文学の学びは「答えのない問い」と向きあう力を鍛えてくれる
近現代の日本語による文学や文化現象の研究を専門としています。中でも近年は、戦争中の文学作品や従軍体験記、ルポルタージュなどに注目し研究を行っています。関心を持ったきっかけは、日中戦争・アジア太平洋戦争と約8年の長期にわたった戦時下で、「人々はその間ずっと戦争をどう捉えていたのだろう」と疑問を持ったことでした。当時の人々がどのような戦争や戦場のイメージと接していたのか、また、軍や政府がメディアや表現をどのように規制したのかを追いかけています。
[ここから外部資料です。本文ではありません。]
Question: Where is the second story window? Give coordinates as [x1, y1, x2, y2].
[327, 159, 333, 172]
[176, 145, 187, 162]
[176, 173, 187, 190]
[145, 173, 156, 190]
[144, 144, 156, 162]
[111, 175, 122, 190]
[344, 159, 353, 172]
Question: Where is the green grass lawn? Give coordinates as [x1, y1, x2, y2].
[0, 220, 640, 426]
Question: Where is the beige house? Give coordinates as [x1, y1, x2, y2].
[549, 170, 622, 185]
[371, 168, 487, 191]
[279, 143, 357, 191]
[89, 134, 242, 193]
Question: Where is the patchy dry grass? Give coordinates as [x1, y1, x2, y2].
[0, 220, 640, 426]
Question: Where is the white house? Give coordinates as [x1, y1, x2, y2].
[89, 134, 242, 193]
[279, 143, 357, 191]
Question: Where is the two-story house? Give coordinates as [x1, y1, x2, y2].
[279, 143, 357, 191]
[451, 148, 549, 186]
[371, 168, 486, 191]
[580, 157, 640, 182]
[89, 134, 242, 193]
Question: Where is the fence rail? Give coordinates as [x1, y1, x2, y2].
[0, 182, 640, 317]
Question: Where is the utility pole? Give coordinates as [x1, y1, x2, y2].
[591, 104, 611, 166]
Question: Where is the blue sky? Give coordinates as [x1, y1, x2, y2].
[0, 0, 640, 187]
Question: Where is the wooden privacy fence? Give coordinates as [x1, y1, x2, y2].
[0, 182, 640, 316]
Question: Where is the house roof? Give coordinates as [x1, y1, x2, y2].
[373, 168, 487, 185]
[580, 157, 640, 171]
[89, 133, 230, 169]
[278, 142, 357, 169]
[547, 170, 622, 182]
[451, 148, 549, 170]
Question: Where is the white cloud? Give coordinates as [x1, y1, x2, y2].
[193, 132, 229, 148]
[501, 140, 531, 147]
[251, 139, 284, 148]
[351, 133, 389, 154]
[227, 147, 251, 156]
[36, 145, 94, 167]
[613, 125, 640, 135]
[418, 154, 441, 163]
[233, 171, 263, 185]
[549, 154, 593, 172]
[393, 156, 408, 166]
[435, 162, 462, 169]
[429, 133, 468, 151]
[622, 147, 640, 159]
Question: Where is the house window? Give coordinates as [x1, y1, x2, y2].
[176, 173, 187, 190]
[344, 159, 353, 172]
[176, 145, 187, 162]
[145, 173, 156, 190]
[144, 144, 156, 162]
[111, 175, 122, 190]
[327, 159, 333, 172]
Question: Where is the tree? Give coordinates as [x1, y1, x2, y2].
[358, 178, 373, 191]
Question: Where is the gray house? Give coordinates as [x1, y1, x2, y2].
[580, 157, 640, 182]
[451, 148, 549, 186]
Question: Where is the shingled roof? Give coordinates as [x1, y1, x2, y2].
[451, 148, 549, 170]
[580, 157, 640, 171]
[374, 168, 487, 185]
研究を通して見えてくるのは、厳しい検閲や言論統制がある中でも、現代に訴えかけてくるメッセージを持った表現が書かれてきたという事実です。私はそこに人間の表現のしたたかさとしなやかさを感じ、希望が湧いてくる思いがします。歴史に名を残すのは政治や経済の分野で偉業をなした人物が中心ですが、文学や映画にはその時代を生きた市井の具体的な個人も描かれています。他国との関係も含め、現在私たちが生きるこの社会は、過去からの積み重ねの上に成り立っています。文学・文化を通じて人々の生きた歴史をふり返ることは、未来の私たちや社会のあり方を考える糧にもなるはずです。
文学や文化は人の数だけ異なる読み方があり、学ぶ中で見えてくる「答え」も決して一つにはなりません。それこそが文学や文化の豊かさであり、多様なバックグラウンドを持った他者と議論しながら作品への理解を深めていく面白さを体感できるでしょう。学生と教員との距離も近く、互いに教え合い学び合う風土が根付いていることも、早稲田の教育学部ならではの学修環境の魅力だと思います。